Cigarettes and roll ups...

... are the most popular tobacco product sold in the UK. There is little difference between the two in terms of health.

They contain:

  • two main tobacco leaf varieties
  • fillers inc. stems and other waste products
  • water
  • flavourings
  • additives

The additives...

...are used to make the cigarette more palatable to the user. 600 different additives are currently permitted for use in cigarettes in the UK.

These are:

  • moisturisers to prolong shelf life
  • sugars to enable the smoke to be more easily inhaled
  • flavourings such as chocolate, vanilla and menthol

 

What are they...

These additives can be toxic when combined with other substances or when burned during smoking.


The list of the 600 additives can be found here

When those 600 additives are burned they release over 7,000 harmful chemicals that get inhaled directly into the lungs these include...

Radioactive Materials

Such as Uranium, Lead and polonium 210. These radioactive materials are given off in the smoke when tobacco is burned, which are then taken directly into smokers lungs as they inhale.

70 different Carcinogens

A carcinogen is defined as any substance that can cause or aggravate cancer. Approximately 70 of the chemicals found in cigarettes are known carcinogens like Benzene, Formaldehyde and Vinyl Chloride. 

Toxic Metals

Toxic/heavy metals are metals and metal compounds. These metals like Arsenic, Cadmium and mercury damage lung tissue and build up over time to cause kidney, liver, bone and blood damage.

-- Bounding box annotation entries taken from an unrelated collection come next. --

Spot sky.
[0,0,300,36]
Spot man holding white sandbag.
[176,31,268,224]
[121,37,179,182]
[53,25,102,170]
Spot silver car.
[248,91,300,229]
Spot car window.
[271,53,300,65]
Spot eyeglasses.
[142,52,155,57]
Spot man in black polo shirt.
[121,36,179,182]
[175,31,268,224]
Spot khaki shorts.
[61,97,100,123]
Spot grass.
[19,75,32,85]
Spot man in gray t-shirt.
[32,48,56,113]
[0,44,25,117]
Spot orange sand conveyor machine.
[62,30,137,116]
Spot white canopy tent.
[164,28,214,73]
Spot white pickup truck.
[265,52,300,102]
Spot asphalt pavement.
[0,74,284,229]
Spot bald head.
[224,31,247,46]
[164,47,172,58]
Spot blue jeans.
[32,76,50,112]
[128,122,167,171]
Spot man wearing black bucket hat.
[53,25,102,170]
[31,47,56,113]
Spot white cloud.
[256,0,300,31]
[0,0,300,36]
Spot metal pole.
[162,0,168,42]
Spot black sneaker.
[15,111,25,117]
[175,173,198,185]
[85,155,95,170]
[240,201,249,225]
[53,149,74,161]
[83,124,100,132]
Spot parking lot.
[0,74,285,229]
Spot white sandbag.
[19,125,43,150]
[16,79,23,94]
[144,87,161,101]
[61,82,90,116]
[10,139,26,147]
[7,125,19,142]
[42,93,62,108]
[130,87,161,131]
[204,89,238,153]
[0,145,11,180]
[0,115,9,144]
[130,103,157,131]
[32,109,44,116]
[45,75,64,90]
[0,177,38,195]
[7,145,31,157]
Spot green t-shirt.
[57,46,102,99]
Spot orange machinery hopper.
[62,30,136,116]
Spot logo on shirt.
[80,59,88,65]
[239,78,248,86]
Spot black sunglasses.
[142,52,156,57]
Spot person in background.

Different types of smoke and the dangers they bring

Tobacco smoke is an aerosol produced by the incomplete combustion of tobacco when smoking cigarettes and other tobacco products.

Temperatures in burning cigarettes range from about 400°C between puffs to about 900°C during a puff.

There are three different types of smoke. These are First, Second and Third-hand Smoke.

 

• First-hand smoke refers to the smoke inhaled by a smoker.

• Second-hand smoke is the exhaled smoke and other substances emanating from the burning cigarette that can get inhaled by others.

• Third-hand smoke is the second-hand smoke that gets left on the surfaces of objects, ages over time and becomes progressively more toxic.